2.If a customer buys F, he has a high propensity to also buy I.
3. If a customer buys F, he has a high propensity to also buy H.
4. If a customer buys I, there is very small that he will also buy H.
The arrangement of items should flow from these rules in order to maximize the sales.
Graphical representation of market basket analysis makes the interpretation of the entire puzzle of “probabilities/conditional probability/lift above random events” much simpler than a tabular format. This simplification can be more appreciated when we have a large number of transactions and product list. In case of large lists, we can simply find out using the dimension of product sign and width of the line connecting them to infer out simple rules which otherwise were buried in a matrix of complex probabilities.
Have you ever visualized relationships in a market basket analysis? If you did, what algorithm did you use? Did you find the article useful? Did this article solve any of your existing dilemma?
Which tool did you use to write that code ?

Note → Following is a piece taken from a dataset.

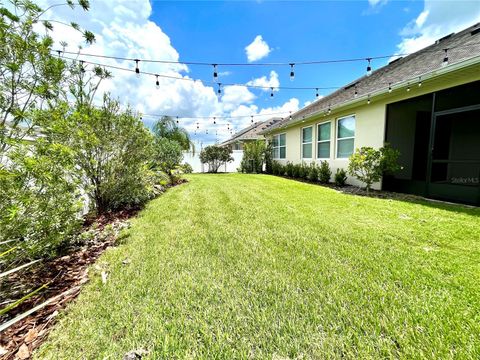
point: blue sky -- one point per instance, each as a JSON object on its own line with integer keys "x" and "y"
{"x": 221, "y": 31}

I used R for this application.
Hi Tavish, Excellent work. You could also try the arulesViz package which provides network visualizations Example subrules2 <- head(sort(rules, by="lift"), 10) plot(subrules2, method="graph",control=list(type="items")) there are more control parameters which you can read about and apply if required.
Thanks Clarence for sharing the additional code.
Well done, thank you for sharing! Two minor corrections may be in order: -Refer to nine (9) products/vectors rather than eight (8)? -Rule four above is about I -> E, not I -> I? Thanks!
Thanks Maurice, You are right. Both the changes have been made.